The Gravo-Magneto Limit Cycle in Accretion Disks

TL;DR

This paper presents a new framework using a state diagram to understand limit cycle outbursts in accretion disks caused by transitions between gravitational and magnetic turbulence, applicable across various astrophysical scales.

Contribution

It introduces a novel state diagram approach and explains gravo-magneto outbursts as a limit cycle, expanding understanding of disk outbursts beyond previous models.

Findings

Outbursts follow a nonsteady 'dead zone' branch in the state diagram.

Outbursts are caused by rapid transitions between accretion states.
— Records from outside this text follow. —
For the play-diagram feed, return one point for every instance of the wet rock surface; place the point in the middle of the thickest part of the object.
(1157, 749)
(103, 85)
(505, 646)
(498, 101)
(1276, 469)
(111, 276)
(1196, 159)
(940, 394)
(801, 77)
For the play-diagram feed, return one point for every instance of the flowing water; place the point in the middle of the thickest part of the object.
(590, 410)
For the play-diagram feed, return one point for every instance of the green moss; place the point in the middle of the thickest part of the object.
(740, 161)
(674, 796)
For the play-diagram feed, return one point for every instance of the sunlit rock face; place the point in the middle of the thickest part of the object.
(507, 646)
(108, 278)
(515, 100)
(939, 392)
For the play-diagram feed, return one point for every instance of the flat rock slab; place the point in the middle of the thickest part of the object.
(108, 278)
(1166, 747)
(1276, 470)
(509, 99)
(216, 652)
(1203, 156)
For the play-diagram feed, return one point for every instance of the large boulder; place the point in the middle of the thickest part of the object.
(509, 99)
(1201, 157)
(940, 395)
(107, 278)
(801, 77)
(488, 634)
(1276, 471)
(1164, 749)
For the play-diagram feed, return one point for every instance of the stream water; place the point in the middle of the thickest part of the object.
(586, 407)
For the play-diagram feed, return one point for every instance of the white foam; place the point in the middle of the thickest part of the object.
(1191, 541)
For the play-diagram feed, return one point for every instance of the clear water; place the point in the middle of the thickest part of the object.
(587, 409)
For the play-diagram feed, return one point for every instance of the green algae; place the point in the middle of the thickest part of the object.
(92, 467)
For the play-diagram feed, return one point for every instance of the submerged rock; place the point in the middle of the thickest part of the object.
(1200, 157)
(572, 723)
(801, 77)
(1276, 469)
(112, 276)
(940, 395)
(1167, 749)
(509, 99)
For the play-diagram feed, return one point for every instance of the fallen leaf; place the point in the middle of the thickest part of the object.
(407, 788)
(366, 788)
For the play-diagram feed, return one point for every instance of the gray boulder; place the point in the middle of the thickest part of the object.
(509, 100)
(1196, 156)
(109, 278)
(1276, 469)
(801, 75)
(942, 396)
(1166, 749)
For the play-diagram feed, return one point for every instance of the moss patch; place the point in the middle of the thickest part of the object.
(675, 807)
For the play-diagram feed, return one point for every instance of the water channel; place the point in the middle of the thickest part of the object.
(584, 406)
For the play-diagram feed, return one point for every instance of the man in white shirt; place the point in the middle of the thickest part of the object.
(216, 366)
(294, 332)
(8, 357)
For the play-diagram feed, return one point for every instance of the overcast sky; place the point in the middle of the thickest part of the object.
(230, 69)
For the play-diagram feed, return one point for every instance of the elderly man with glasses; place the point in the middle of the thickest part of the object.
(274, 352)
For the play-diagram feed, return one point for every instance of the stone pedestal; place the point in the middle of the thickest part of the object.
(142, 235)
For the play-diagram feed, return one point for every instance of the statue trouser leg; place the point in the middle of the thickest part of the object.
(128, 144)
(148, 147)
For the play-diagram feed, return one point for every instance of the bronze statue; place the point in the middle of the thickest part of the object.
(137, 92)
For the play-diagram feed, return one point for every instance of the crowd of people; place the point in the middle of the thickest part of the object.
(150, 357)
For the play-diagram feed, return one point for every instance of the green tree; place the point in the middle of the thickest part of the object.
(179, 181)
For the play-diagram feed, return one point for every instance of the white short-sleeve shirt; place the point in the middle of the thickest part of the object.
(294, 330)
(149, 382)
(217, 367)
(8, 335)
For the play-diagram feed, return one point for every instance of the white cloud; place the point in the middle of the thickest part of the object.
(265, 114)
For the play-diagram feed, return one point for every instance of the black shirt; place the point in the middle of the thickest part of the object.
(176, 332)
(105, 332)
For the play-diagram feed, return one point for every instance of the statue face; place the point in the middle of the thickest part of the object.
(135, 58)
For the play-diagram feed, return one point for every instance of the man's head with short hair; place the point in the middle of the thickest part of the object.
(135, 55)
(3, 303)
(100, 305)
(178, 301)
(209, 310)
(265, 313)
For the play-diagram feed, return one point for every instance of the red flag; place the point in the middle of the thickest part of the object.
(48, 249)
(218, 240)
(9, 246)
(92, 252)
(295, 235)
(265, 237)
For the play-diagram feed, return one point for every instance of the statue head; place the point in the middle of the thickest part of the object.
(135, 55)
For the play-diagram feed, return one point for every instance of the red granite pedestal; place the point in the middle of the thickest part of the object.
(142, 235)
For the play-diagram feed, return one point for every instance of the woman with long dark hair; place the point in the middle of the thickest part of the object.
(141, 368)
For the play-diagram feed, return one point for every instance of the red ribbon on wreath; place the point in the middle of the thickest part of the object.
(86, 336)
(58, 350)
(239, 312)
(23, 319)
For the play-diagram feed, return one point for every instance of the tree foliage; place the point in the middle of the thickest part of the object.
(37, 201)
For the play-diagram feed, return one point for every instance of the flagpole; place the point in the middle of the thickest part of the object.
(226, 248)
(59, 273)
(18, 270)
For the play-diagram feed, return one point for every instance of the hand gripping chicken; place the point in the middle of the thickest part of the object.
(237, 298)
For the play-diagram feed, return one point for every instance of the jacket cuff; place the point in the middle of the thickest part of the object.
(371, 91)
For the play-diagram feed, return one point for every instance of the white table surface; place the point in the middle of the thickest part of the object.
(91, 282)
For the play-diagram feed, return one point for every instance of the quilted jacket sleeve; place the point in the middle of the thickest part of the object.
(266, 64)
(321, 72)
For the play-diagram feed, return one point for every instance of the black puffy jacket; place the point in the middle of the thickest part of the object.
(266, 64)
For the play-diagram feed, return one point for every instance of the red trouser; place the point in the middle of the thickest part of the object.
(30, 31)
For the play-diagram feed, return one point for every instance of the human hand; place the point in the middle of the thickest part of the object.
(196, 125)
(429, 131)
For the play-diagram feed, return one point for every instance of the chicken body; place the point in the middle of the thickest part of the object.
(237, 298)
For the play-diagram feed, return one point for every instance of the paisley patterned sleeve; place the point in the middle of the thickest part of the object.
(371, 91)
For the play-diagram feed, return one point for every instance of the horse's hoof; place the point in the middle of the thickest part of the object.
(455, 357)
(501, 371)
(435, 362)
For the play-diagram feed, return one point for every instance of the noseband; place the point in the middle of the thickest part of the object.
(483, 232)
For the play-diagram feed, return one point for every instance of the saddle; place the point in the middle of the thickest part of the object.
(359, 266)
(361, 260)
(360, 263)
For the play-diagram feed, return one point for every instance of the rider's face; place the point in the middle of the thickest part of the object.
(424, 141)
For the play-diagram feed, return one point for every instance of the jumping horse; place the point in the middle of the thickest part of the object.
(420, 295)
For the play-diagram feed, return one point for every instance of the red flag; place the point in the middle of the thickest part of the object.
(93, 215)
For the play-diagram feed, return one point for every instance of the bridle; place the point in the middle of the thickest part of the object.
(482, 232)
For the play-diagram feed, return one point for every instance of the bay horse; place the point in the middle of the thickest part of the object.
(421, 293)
The framework applies to disks from planetary to galactic scales.

Abstract

Previous theoretical studies have found that repeating outbursts can occur in certain regions of an accretion disk, due to sudden transitions in time from gravitationally produced turbulence to magnetically produced turbulence. We analyze the disk evolution in a state diagram that plots the mass accretion rate versus disk surface density. We determine steady state accretion branches that involve gravitational and magnetic sources of turbulence. Using time-dependent numerical disk simulations, we show that cases having outbursts track along a nonsteady 'dead zone' branch and some steady state accretion branches. The outburst is the result of a rapid inter-branch transition. The gravo-magneto outbursts are then explained on this diagram as a limit cycle that is analogous to the well-known S-curve that has been applied to dwarf nova outbursts. The diagram and limit cycle provide a conceptual framework for understanding the nature of the outbursts that may occur in accretion disks of all scales, from circumplanetary to protoplanetary to AGN accretion disks.